The culminating event of the project, Open Mic for Data!, scheduled for October 30, 2025, will feature lightning presentations about ongoing data integration work and provide a forum for sharing new ideas and connecting with potential collaborators. Learn more and register to attend.
Webinar Announcement: Natural History Collections and Repatriation - Beyond NAGPRA
Please join NSC Alliance, American Institute of Biological Sciences, and Society for the preservation of Natural History Collections for an information session about repatriation and how it relates to natural history collections held at museums, herbaria, and other institutions. We will be joined by a wide array of speakers who will share their perspectives on and experiences with repatriation, including cases for voluntary return. The program will delve into a zoological and a botanical case study of ethical return.
Date: December 8, 2025
Time: 2:00-3:00 PM Eastern Time / 12:00-1:00 PM Mountain Time / 11:00 AM-12:00 PM Pacific Time
A previous webinar we organized covered repatriation under Native American Graves Protection and Repatriation Act (NAGPRA) in the context of natural history collections. The December webinar will focus on repatriation issues outside NAGPRA's scope and will be recorded.
Intended audience:
- Collections and curatorial staff across natural history disciplines (e.g., zoology, botany, geology, paleontology)
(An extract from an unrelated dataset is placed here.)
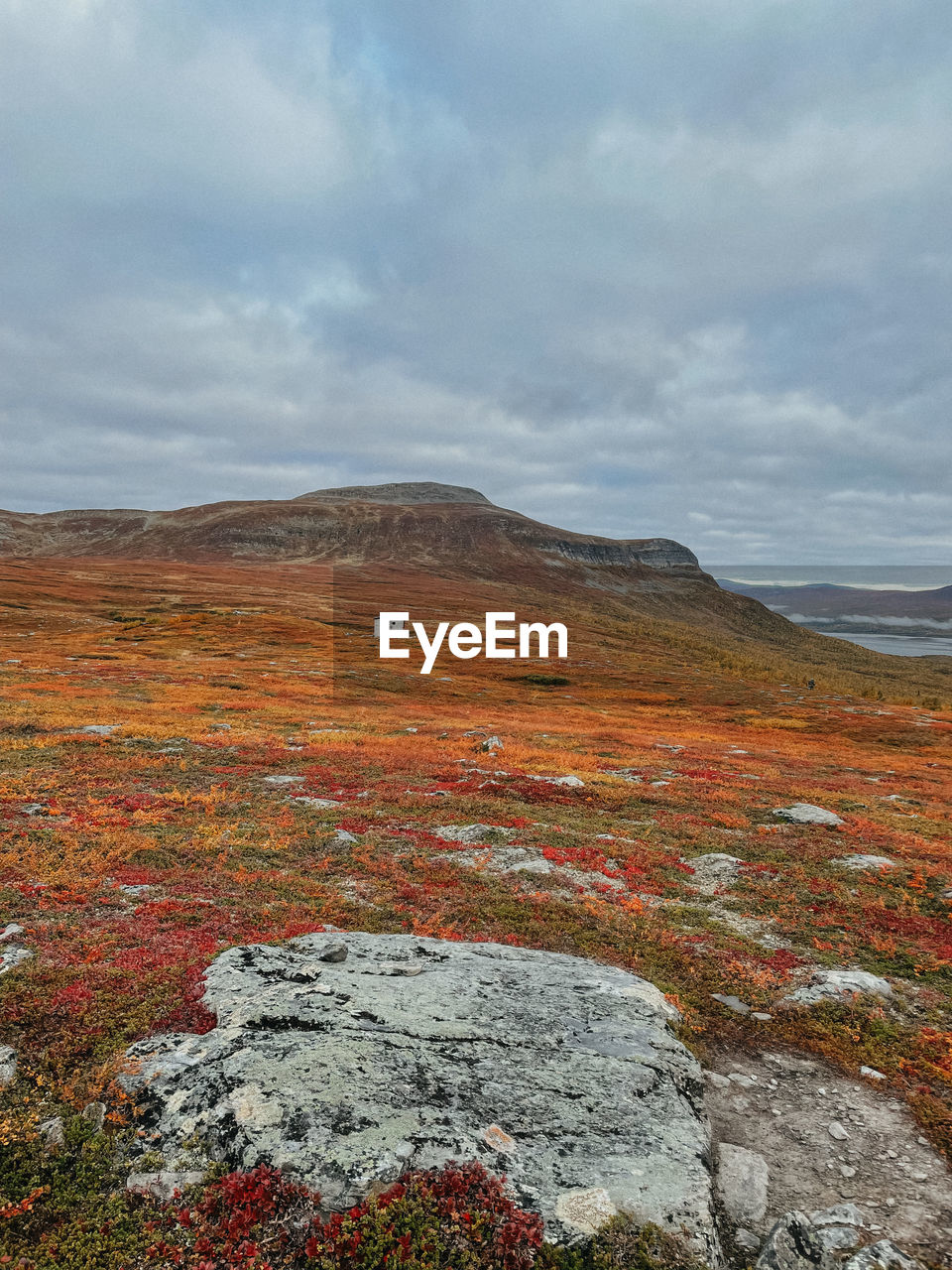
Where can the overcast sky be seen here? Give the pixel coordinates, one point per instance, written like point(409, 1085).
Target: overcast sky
point(634, 267)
- Tribal, Native Hawaiian, and institutional representatives engaged in repatriation and dispersed cultural legacies
- Researchers, students, and everyone else working with or interested in issues of repatriation and dispersed cultural legacies
Register Now.
Short Takes
-
The Department of Energy (DOE) has replaced six discipline-specific advisory committees advising the Office of Science with a single advisory body called the Office of Science Advisory Committee (SCAC). "The new committee will allow Office of Science to adapt to the changing scientific landscape and will address cross-cutting, cross-disciplinary research in a streamlined and flexible way," said DOE's Under Secretary for Science DarĂo Gil. Members of SCAC will cover expertise on all aspects of Office of Science research and will be appointed by Under Secretary Gil.
-
NIH has rescinded its research security policies announced last month as part of efforts to "harmonize with other federal agencies." NIH will continue to work with other research agencies to finalize its guidance on research security and to develop a centralized process for recipients to certify compliance. The agency said it would issue updated guidance in the coming months.
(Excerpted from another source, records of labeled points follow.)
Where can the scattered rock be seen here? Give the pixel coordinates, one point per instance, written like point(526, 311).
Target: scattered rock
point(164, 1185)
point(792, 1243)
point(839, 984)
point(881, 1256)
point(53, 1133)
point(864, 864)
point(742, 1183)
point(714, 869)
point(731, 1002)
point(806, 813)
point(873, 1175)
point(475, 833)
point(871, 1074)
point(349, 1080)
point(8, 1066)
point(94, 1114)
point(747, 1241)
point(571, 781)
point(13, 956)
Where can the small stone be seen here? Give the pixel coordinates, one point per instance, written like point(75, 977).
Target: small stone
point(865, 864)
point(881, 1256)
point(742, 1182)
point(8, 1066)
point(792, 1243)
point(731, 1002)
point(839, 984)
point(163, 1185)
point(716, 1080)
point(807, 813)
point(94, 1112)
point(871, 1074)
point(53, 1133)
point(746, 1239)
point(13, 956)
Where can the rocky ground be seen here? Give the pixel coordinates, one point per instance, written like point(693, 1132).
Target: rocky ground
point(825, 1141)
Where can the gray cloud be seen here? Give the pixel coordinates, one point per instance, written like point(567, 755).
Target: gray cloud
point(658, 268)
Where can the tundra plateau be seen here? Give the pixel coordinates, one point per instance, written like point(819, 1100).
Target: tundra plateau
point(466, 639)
- A New York Times analysis found that the number of international students arriving in the United States this August fell by 19% compared with the same month in 2024. The decline is attributed to visa processing delays, ongoing travel restrictions, and growing uncertainty surrounding U.S. study conditions.
-
Join the National Academies of Sciences, Engineering, and Medicine (NASEM) on December 2-3, 2025 for a hybrid two-day workshop focused on the future directions for Earth observations and data stewardship. This workshop will bring together leaders from across sectors, including government, academia, the private sector, and philanthropy, to explore strategies for building a resilient and collaborative Earth observations ecosystem. Participants will discuss how to enhance governance structures, support innovation, and promote better coordination across the growing network of Earth observation providers and users. Register here.
-
Six former U.S. Surgeons General, appointed by every President since George H.W. Bush, have jointly issued a warning that "actions of Health and Human Services Secretary Robert F. Kennedy Jr. are endangering the health of the nation." They argue that "science and expertise have taken a back seat to ideology and misinformation," adding that the country deserves an HHS Secretary "who is committed to scientific integrity and can restore morale and trust in our public health agencies."